The passing of the Panama Tolls Act had cleared the way for the settlement of other foreign questions. Mr. Bryan was anxious to obtain the ratification of his "Peace Commission" Treaties, supplementing the existing Arbitration Treaties by providing for the submission of disputes between the countries who were parties to them to a permanent International Commission (which was allowed a year within which to report) before going to arbitration before the Hague Court. This Commission would be composed of five members, two appointed by the respective Governments from their subjects, two from another country, the fifth from another neutral country by agreement between them. The Commission's Report would not be final, as in that case the prerogatives of the Senate would have been infringed. The British treaty was to be delayed for submission to the Dominion Governments, but a number of similar treaties with the minor Powers on both sides of the Atlantic were submitted to the Foreign Relations Committee of the Senate.
But there were more troublesome questions ahead.

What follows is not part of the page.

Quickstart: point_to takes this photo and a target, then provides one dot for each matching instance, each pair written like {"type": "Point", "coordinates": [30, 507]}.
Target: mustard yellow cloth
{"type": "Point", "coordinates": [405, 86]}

The Mexican tangle was somewhat simplified a little later by the retirement of General Huerta (July 23, post, p. 485), but the Colombian Treaty, which gave Colombia $25,000,000 as compensation for her loss of Panama in 1903, and contained words which looked like an apology for the action of the United States Government on that occasion, was regarded by many politicians on both sides as both costly and humiliating; while the Nicaragua Treaty provided for the loan to that State (in return for the right of constructing a canal by the San Juan route and of using certain islands as a naval base) of $3,000,000 for certain urgent items of expenditure and the establishment of a sort of financial Protectorate. This was regarded as doubtful policy, and as likely to benefit certain financiers more than either of the Powers concerned, while the Diaz Government in Nicaragua was believed to be merely the creature of the United States. There was trouble, moreover, in Santo Domingo, for which the United States had a certain responsibility through having lent it financial administrators, and in Hayti, where German creditors were pressing the Government, and revolution was impending; and marines were sent in the middle of July to Cuba, for use if necessary in either Republic.
The anti-Trust legislation, however, was not passed yet, and, while business men feared its effects, the need of further regulation, especially in the matter of interlocking directorships and stock and bond issues, was exhibited by the report of the Interstate Commerce Commission on the affairs of the New York, Newhaven, and Hartford Railroad, once among the best managed systems in America, now, by agreement with the Government, in voluntary liquidation. The inquiry had been undertaken at the direction of the Senate, and the evidence, especially that of Mr. Mellen, the President, had been sensational. Substantially the Directors were found to have used illicit and corrupt means, including bribery, extortionate commissions, and excessive payment for properties purchased, to obtain a complete monopoly of traffic in New England. They had increased the Company's liabilities between 1903 and 1912 from $93,000,000 to $410,000,000, and had lost from $60,000,000 to $90,000,000 of the stockholders' money. The directorate contained representatives of the New York Central and Pennsylvania Railroads, of the United States Steel Corporation, the Standard Oil and Pullman Companies, and the stockholders seemed to have less representation than any other interest.